Dem Fall liegt folgender Sachverhalt zugrunde: Die Klägerin zu 1, eine Aktiengesellschaft, die im Internet Nahrungsergänzungsmittel und Kosmetika vertreibt, sowie der Kläger zu 2, ihr Gründer und Vorstandsvorsitzender, machen gegen die Beklagte mit Sitz in den USA, die unter der Internetadresse "www.google.de" eine Internet-Suchmaschine betreibt, Unterlassungs- und Geldentschädigungsansprüche geltend. Durch Eingabe von Suchbegriffen in die Suchmaschine der Beklagten können Nutzer über eine angezeigte Trefferliste auf von Dritten ins Internet eingestellte Inhalte Zugriff nehmen. Seit April 2009 hat die Beklagte eine "Autocomplete"-Funktion in ihre Suchmaschine integriert, mit deren Hilfe dem Internetnutzer während der Eingabe seiner Suchbegriffe in einem sich daraufhin öffnenden Fenster automatisch verschiedene Suchvorschläge ("predictions") in Form von Wortkombinationen angezeigt werden.
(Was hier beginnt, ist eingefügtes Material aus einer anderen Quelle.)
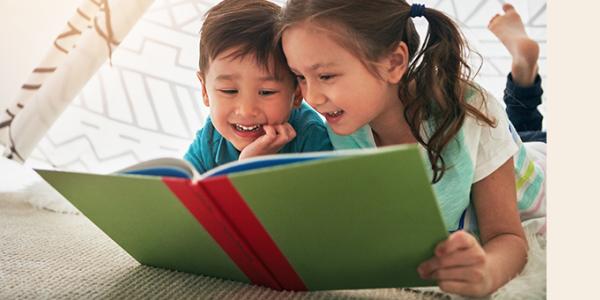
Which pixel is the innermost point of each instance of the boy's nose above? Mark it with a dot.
(247, 108)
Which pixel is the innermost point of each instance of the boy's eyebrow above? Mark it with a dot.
(227, 77)
(237, 76)
(322, 65)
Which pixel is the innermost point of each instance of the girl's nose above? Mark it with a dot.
(313, 96)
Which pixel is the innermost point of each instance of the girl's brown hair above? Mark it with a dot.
(438, 70)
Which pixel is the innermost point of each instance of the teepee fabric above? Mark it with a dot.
(145, 101)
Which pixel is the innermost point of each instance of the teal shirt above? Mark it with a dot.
(210, 149)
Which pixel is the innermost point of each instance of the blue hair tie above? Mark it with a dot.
(417, 10)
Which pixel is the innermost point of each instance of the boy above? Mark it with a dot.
(255, 105)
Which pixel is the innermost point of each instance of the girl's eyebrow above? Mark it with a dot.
(228, 77)
(317, 66)
(321, 65)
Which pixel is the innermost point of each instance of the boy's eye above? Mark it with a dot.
(228, 91)
(326, 77)
(266, 92)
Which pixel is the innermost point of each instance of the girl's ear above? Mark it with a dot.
(204, 93)
(297, 100)
(397, 63)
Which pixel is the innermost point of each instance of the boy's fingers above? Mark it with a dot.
(468, 257)
(459, 240)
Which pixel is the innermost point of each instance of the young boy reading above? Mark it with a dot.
(255, 105)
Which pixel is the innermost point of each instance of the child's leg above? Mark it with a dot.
(523, 87)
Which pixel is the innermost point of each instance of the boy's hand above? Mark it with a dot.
(275, 137)
(460, 266)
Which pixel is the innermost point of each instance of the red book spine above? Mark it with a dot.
(249, 227)
(199, 203)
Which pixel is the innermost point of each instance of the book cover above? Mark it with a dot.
(343, 220)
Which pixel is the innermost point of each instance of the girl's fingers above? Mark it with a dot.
(462, 288)
(463, 274)
(459, 240)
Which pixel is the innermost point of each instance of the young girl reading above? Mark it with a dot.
(360, 65)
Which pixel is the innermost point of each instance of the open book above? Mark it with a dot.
(312, 221)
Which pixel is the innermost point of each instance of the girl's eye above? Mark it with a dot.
(266, 92)
(228, 91)
(326, 77)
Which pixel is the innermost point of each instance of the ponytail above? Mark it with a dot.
(441, 77)
(438, 77)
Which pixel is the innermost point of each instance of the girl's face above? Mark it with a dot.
(334, 81)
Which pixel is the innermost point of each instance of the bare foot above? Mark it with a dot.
(510, 30)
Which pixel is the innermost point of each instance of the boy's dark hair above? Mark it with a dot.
(250, 25)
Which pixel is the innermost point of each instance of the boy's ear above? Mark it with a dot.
(297, 100)
(397, 63)
(204, 93)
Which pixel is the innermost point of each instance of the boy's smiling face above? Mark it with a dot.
(243, 97)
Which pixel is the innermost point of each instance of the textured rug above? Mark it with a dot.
(50, 255)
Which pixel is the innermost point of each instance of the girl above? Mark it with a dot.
(359, 64)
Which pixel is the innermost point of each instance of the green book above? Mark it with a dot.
(312, 221)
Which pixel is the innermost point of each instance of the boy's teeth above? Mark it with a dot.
(246, 128)
(335, 113)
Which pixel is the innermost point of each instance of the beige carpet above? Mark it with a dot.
(49, 255)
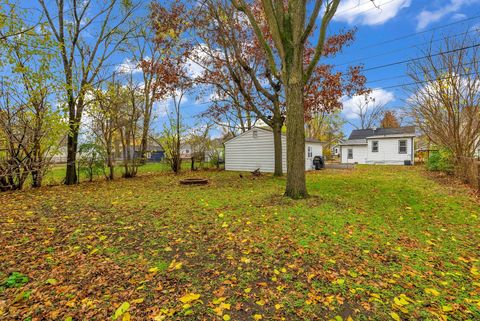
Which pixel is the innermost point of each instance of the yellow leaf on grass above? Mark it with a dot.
(51, 281)
(447, 308)
(126, 317)
(190, 297)
(401, 300)
(218, 300)
(475, 271)
(121, 310)
(432, 292)
(175, 265)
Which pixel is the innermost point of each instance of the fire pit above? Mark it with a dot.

Die im Rahmen dieser Suchergänzungsfunktion angezeigten Suchvorschläge werden auf der Basis eines Algorithmus ermittelt, der u.a. die Anzahl der von anderen Nutzern eingegebenen Suchanfragen einbezieht.
Kläger sieht sich durch "Autocomplete"-Funktion im Persönlichkeitsrecht und geschäftlichem Ansehen verletzt
Der Kläger zu 2 stellte im Mai 2010 fest, dass bei Eingabe seines Namens R.S. in dem sich im Rahmen der "Autocomplete"-Funktion öffnenden Fenster als Suchvorschläge die Wortkombinationen "R.S. (voller Name) Scientology" und "R.S. (voller Name) Betrug" erschienen. Dadurch sehen sich die Kläger in ihrem Persönlichkeitsrecht und geschäftlichen Ansehen verletzt. Sie haben u.a. behauptet, der Kläger stehe weder in irgendeinem Zusammenhang mit Scientology noch sei ihm ein Betrug vorzuwerfen noch ein entsprechendes Ermittlungsverfahren gegen ihn eingeleitet. In keinem einzigen Suchergebnis sei eine Verbindung zwischen dem Kläger und "Scientology" bzw. "Betrug" ersichtlich.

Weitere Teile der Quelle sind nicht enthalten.